How to teach the next generation of changemakers

21 Jan 2019 |

Teachers do far more than simply impart knowledge: they shape a child’s personality, showing them how to think for themselves, how to tackle problems and find their place within society.

That means that they are also changemakers – equipping not only children with the necessary skills and attitude to change their lot in life; but also shaping the schools they work in and the wider society which feeds into that school.

This year’s Global Education and Skills Forum asks ‘Who is Changing the World?’. 

Teachers are certainly part of the answer to that question. Not least because, as their students watch them in action, a new generation is learning how to become changemakers of their own.

 

Listening to your pupils

Some of the best examples of teachers who have changed their communities can be found among the 2018 finalists for the Global Teacher Prize, a $1 million award presented annually to an exceptional teacher.

Diego Mahfouz Farina Lima, for example, heads up the Escola Municipal Darcy Ribeiro in a deprived area in Sao Paolo, Brazil. When he arrived at the school, it was notorious for violence and drugs and had the highest dropout rate in the area. Parents were afraid to enrol their children and some of the students carried guns. 

On his first day at work, Diego’s students set fire to the bathrooms, threw water at him and emptied the rubbish bins over his head.

But he chose not to react in anger or frustration and refused to be daunted by the scale of the problem. Instead, he chose to listen to the pupils who were abusing him. He told them that he trusted them and wanted to give them a voice.

The students complained that the school was ugly and damaged. Indeed, many of the classrooms were torched and covered in graffiti. So, Diego encouraged parents and members of the community to come and paint it. Physical changes were made, and a cycle was broken.

 

Showing dialogue is crucial

That decision to listen to his pupils also came to the fore when he tackled the many conflicts between pupils, sitting alongside students during mediation sessions, showing them the importance of understanding other people and the need to engage in dialogue.

Diego has changed many things – from the way the school looks, to attendance rates and the attitude of the community members. But perhaps his greatest achievement is in changing the children’s future.

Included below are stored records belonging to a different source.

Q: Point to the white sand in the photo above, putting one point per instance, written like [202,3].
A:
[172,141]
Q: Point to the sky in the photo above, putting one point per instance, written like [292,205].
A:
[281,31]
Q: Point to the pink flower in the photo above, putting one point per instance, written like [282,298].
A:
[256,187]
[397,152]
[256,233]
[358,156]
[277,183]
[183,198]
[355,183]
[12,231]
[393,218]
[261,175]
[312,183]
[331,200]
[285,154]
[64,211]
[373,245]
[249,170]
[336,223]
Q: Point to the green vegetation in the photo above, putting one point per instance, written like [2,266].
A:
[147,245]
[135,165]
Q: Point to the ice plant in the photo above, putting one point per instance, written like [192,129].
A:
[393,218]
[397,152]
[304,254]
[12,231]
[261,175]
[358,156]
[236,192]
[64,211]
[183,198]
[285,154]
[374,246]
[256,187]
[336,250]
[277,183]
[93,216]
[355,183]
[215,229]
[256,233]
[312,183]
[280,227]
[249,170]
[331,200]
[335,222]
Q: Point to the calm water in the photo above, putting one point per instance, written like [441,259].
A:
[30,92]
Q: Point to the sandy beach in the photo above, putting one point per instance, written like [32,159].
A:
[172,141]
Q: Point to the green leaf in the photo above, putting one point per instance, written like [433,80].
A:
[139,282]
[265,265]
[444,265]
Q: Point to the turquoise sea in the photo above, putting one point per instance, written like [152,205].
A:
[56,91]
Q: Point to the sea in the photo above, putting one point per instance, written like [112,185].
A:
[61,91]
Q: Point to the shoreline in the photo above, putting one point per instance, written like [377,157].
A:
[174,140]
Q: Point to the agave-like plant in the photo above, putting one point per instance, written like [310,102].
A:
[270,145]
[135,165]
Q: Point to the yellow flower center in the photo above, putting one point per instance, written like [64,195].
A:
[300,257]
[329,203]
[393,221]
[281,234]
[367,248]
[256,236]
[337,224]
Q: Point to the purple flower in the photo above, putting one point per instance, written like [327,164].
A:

“What makes me most proud in my school,” he explains, “is when I see students finding a way to leave behind the world of crime and drugs - and finding, in school and studies, a way to change their lives.”

 

Encouraging diversity

Diego’s story is not dissimilar to that of the winner of last year’s Global Teacher Prize Andria Zafirakou, who teaches at Alperton Community School in London.

For her, listening and understanding her pupils was key to changing the school. One of her greatest innovations was to bring local police officers, mental health workers and teachers into the school to discuss pupils from a 360-degree viewpoint. She learnt the basics of many of the different languages spoken at the school and gained as much understanding as possible about the home lives of her pupils.

This knowledge then helped her to redesign the whole school’s curriculum so that it would resonate with the many different cultures present. She helped the music teacher launch a Somali school choir for example and allowed girls-only sports for pupils from a conservative background.

And, as she went about implementing this transformation, she was teaching and demonstrating to her pupils the importance of embracing diversity and understanding different cultures, proving that institutions can be changed to do likewise.

Teaching about rights

Luis Miguel Bermudez Gutierrez from Colombia also faced extreme poverty and conflict within the school context.

But it was the attitudes of his pupils to sex and gender stereotypes he was most determined to change. He wanted to empower them to be able to call out sexual harassment and understand that it was their right to say ‘no’.

He was motivated to start a project of sexual citizenship within the school curriculum after one of his 12-year old pupils became pregnant with twins. He decided school should teach about contraception and how difficult it is to be a mother, as well as about the rights of gay and transsexual students.

Being a good role model

“The main challenge in education is to change the mentality of an entire generation,” he explains.

Teaching pupils about the importance of accepting each other – whatever their sexual orientation – is the start of that enormous change in our community – and, we hope, for many others around the world.

The existing attitudes of many of the pupils was almost certainly a direct result of the views of their parents or older role models. And that is why teachers can have so much influence in challenging those thought patterns.

Children learn by copying. And that is as true of copying a list of spellings or using a particular method to solve a maths problem as it is of copying behaviour.

So, when teachers demonstrate their passion to change the status quo, the next generation is also being taught how to change the world.

As Luis Miguel says: “I love teaching because a teacher once changed my life… and that’s what I want to do for others.”